Lonnie Yancsurak doesn’t have an office. Until the moving van arrives from California, he has a limited wardrobe. But he’s ready to start meeting students who are enrolled at Coastal Montessori Charter School and their parents.

He will meet some Saturday in a program at Waccamaw Middle School, where the charter will open in August in a wing that once housed sixth-graders. He then plans to start home visits for all of the 138 students in grades one through six.

Yancsurak was hired last month as principal of Coastal Montessori, leaving a job as principal of a charter school in suburban Los Angeles to move across country with his wife and their two children. He will work out of their rented condo in Murrells Inlet until the charter school can move into the wing at Waccamaw Middle.

It could be worse. At a start-up charter school in L.A., he held classes in a park until the school building was ready. “That’s the charter spirit,” Yancsurak said.

His focus is on students and teachers. He has already hired five lead teachers: Heather Teems, Antoinette Ursits and Sarah Wilson, who now teach at the private Pawleys Island Montessori School, along with Amber Wheeler Bacon and Hillary Usher. He is conducting interviews for a sixth lead teacher and will then start interviewing teaching assistants with help from the rest of the staff.

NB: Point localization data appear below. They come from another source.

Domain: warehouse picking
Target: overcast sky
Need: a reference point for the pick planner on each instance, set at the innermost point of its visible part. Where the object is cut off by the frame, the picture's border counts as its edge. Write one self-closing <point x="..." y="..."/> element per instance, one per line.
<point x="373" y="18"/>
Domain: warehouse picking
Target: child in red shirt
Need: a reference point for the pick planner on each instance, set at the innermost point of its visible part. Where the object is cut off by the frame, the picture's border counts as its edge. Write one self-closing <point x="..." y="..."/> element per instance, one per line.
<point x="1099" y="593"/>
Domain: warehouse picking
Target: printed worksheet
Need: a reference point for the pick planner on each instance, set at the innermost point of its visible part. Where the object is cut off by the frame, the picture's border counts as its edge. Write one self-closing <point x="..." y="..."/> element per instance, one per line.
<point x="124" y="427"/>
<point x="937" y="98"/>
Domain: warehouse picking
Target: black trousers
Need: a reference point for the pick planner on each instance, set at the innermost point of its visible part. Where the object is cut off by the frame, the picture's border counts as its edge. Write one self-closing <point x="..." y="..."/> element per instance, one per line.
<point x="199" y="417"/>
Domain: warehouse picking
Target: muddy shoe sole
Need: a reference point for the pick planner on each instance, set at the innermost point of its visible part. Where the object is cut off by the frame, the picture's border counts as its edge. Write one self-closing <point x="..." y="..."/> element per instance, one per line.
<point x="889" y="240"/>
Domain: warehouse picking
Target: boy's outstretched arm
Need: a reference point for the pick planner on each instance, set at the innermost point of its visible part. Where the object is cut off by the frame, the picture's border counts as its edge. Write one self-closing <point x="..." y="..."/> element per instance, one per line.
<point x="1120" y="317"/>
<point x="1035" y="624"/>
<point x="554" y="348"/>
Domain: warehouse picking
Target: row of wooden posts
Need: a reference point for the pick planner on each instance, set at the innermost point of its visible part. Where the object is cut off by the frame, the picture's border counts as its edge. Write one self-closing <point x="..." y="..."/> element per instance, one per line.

It’s important to get the right fit, Yancsurak said.

The home visits with students will help him gauge which of them will actually show up for class on opening day. Other start-ups have found 10 to 20 percent of students who are enrolled don’t attend. Coastal Montessori has about 30 students on a waiting list.

“The waiting list won’t exist in August,” Yancsurak said. “I need to make sure that we’re full.”

Charter schools operate with public funds, but are free from some of the regulations that apply to public schools and have their own governing boards. The $1.1 million operating budget for Coastal Montessori is based on its 138 students bringing in $975,000 in state funding. The balance comes from a start-up grant.

While Coastal Montessori board members say they believe their enrollment numbers are solid, Yancsurak noted that there is a large number of siblings in the mix. If one student gets in, but a sibling doesn’t, the parents could send both children to another school.

“We’re trying to figure out how many kids on the waiting list can get in,” said Kristin Bohan. She’s a founder of the school and served as its project manager until Yancsurak was hired. She is now back on the school’s board.

Bohan said she likes the idea of home visits. “Imagine being 6 and your principal shows up in your living room,” she said.

Saturday’s program will start at 2 p.m. Yancsurak will introduce himself and the teachers at 2:30 p.m. After that, parents and students will paint picnic tables and weed a garden. “We can’t have 100 people there and not get some work done,” Bohan said.